# Fly Line conditioner / cleaner



## sbreech (Jun 6, 2010)

OK, what fly line conditioner / cleaner do you use for your flyline? I've fished my flylines for 1 season now, and I want to make sure I'm taking good care of the line to last as long as possible.


----------



## ohiotuber (Apr 15, 2004)

IMHO, there is none better than Zipcast. It is teflon based rather than silicone (which tends to get "sticky feeling"). It cleans & conditions & is all I have used for over 6 years. Excellent stuff.
Couldn't find it for awhile, but it is available here.. https://cinqo.pairowoodies.com/zipcast/order.php & Backpackers Shop in Sheffield used to carry it & may still..give them a call.
Mike


----------



## TheCream (Mar 19, 2009)

Loon Linespeed is what I have used for the last few years. My warmwater trips gunk the heck out of fly line, so my 7wt and 9wt lines get cleaned often.


----------



## Fishaholic69 (Apr 6, 2007)

I use line speed usually just cause thats what they had. It works. I heard about zipcast tho. kinda expensive shipping. 12 bux a bottle shipping??


----------



## sbreech (Jun 6, 2010)

This guy says Rain X does a kick butt job!

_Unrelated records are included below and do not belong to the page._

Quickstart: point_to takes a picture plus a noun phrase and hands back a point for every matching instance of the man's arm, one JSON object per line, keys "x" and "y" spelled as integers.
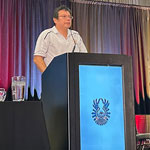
{"x": 39, "y": 61}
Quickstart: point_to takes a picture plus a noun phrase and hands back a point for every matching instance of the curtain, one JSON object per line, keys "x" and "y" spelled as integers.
{"x": 21, "y": 21}
{"x": 118, "y": 29}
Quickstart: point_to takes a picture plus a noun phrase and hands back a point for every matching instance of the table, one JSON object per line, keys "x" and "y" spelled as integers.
{"x": 22, "y": 126}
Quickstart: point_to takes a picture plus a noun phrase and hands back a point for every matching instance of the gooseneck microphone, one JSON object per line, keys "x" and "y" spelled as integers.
{"x": 74, "y": 42}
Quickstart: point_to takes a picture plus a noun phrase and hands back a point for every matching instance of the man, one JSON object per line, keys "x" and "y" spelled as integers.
{"x": 58, "y": 39}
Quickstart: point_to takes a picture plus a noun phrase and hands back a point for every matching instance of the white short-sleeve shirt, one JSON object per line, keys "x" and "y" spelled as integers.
{"x": 51, "y": 43}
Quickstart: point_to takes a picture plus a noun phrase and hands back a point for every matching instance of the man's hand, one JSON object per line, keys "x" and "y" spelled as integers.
{"x": 39, "y": 61}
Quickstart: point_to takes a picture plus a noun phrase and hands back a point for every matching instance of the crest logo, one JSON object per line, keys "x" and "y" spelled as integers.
{"x": 100, "y": 114}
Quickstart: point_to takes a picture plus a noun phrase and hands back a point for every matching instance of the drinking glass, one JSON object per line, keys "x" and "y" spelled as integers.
{"x": 18, "y": 88}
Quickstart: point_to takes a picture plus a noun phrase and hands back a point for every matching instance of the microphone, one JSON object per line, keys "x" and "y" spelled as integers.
{"x": 74, "y": 42}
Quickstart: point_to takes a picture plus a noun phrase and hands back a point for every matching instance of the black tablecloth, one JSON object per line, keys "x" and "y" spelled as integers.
{"x": 22, "y": 126}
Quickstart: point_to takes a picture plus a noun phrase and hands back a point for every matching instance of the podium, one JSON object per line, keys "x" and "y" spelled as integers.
{"x": 88, "y": 102}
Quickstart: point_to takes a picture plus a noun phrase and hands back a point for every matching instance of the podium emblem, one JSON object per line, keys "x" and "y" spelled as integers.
{"x": 100, "y": 114}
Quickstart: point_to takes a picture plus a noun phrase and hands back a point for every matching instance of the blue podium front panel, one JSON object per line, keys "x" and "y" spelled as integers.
{"x": 101, "y": 108}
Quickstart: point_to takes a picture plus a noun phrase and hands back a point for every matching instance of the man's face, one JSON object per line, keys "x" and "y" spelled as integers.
{"x": 64, "y": 19}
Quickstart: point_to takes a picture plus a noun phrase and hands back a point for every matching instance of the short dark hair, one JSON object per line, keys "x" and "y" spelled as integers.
{"x": 62, "y": 7}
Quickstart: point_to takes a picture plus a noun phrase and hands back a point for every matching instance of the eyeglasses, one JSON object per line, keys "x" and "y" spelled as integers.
{"x": 65, "y": 17}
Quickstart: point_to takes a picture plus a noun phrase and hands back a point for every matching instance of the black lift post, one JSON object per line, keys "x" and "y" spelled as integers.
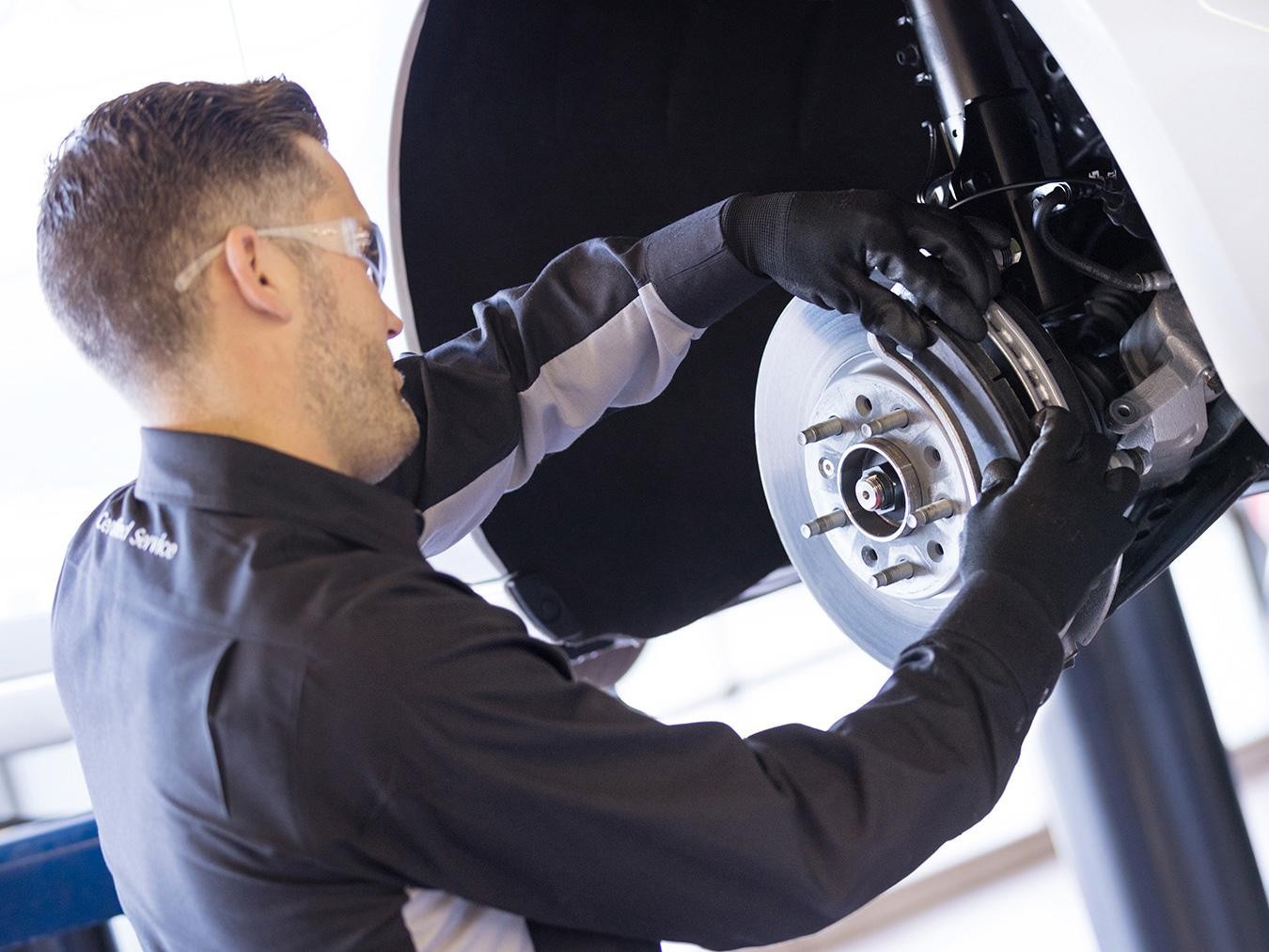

http://globalflyfisher.com/fishbetter/flyline_m101/


----------



## sbreech (Jun 6, 2010)

I ended up getting Rio Agent X flyline conditioner. It was simple to do, but man it takes some time. I cleaned and conditioned 5 fly lines today, and all I can say is "Wow!" There is a world of difference in the way the lines feel before and after. I didn't realize that there was that much dirt on the lines...


----------